Different types of seaweed wash up in different places, a grading system. At one place it’s mainly lengths of wracks: bladder, knotted, spiral, serrated, known in Orkney as ‘tang’. In another part of the beach, a huge pile of kelp stipes - the stick-like stalks of tangle, from black to russet to translucent - have been broken off by the strong waves and currents and left by the high spring tides. The seaweeds which grow below the low water mark, constantly submerged - the kelps - are known as ‘ware’, particularly when broken off and washed up like this. Confusingly, one of the kelps is also known as ‘tangle’. The local phrase for seaweeds collectively is ‘Tang and Ware’.
As we walk down toward a heap of stormcast seaweed - a “brook o’ ware” - we can hear it humming with insects. A little warmth from the sun has brought kelp flies and other invertebrates to the ware which in turn brings birds. Hundreds of waders - mainly turnstones and redshanks today - shift across the sand nervously, searching for food among the seaweed. Rock pipits, which live by the sea year-round eating small marine molluscs, sand hoppers and flies, are known locally as ‘tangle sparrows’ because of this feeding behaviour. We watch a pair of pied wagtails and newly arrived sand martins which my son recognises from our time on Papay.
Predator birds such as merlins are then attracted to the smaller birds. The larvae of the kelp flies are washed back out to sea where they feed the fish, which in turn feed the seals, which then feed the orca. It’s a perfect food web. The rotting piles of seaweed also have a role in reducing coastal erosion - forming cushioning between the rocks and the action of the sea.
As we continue up the coast, my boy clambers around the same shoreline where I played as a child, familiar sloping black rocks and little geos. In Yorkshire, the boys usually pick up a special stick from the woods to take home. Here, it’s a length of tangle.
It’s not just animals who utilise the seaweed. The farm was historically allotted one sixth of the ware from Skaill for use on the land. From 1780 to 1830, Orkney’s economy was dominated by the kelp-making industry, when seaweed was burned and exported for an ingredient in glass and soap making. I have childhood recollections from the 1980s of tangles dragged up to dry above the high water line here at Skaill. Now, in 2025, there are a growing number of scientists and businesses experimenting with seaweed for uses including food, fertiliser and carbon sequestering, reviving the old knowledge. I have written about it all in my forthcoming book.
Seaweed has a reputation as something unpleasant - a ‘weed’, a byword for unpleasant smelliness, associated with poverty, something people would eat only when desperate. This idea is caused in part by the smell of rotting ware. Stormcast seaweed is quite different to the living, heldfast seaweed which is found lower down the shore and barely smells - just a fresh scent of the sea - and at high tide dances in the water. But the stormcast seaweed shouldn’t be seen as an eyesore, or a nose sore. As we have seen in our morning’s walk, ware is an important habitat and a biodiverse system of its own.
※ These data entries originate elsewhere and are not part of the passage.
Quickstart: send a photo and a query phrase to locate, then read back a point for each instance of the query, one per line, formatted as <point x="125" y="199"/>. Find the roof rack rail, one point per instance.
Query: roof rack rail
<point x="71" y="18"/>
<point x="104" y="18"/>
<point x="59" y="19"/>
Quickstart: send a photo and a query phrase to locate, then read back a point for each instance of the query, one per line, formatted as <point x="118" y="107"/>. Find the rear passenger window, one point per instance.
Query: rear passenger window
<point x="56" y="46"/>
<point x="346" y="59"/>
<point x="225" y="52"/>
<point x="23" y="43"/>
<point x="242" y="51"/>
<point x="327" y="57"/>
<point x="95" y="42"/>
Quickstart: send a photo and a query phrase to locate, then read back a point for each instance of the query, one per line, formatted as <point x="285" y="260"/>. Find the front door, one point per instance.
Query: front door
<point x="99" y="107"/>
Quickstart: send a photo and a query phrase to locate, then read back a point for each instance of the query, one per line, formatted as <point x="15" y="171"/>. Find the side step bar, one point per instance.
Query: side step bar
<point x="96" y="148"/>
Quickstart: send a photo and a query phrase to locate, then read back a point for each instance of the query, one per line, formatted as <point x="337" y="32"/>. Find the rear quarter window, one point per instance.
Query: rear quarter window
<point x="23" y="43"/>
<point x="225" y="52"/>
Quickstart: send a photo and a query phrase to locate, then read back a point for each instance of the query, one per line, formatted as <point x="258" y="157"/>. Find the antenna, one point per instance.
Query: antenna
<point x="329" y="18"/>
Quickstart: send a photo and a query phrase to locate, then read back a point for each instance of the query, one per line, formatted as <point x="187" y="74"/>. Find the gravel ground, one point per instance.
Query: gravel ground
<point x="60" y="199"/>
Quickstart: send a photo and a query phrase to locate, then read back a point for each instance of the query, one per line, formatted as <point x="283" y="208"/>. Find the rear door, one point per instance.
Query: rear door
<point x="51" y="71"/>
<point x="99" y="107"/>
Looking forward to your book!
I’m a bit seaweed obsessed, and love to photograph what I find on the beach in Atlantic Canada, where I live.
Would love to immerse myself in studying it, but for the time being, I enjoy the sensuous, visual beauty and the scent of seaweeds.
I’m drawn to your words and am listening to The Instant, on audio book. In fact, I’m loving it so much. I just bought a hard copy of it.
Having grown up by the ocean off the Atlantic coast, l my family on my father’s side were mostly fishermen.
The ocean is in my bloodstream, always drawn to it, it’s always summoning me back to it.
A great big thank you for sharing a piece of your world here. Your words feel like home, a reflection on the other side of the big Atlantic pool..
Enjoyed this, Amy! Some years ago while I was a student I spent two summers volunteering on a farm in Northern Norway, where seaweed gathered from the nearby coastline was used as fertiliser. I've been interested in seaweed ever since!
Looking forward to the forthcoming book!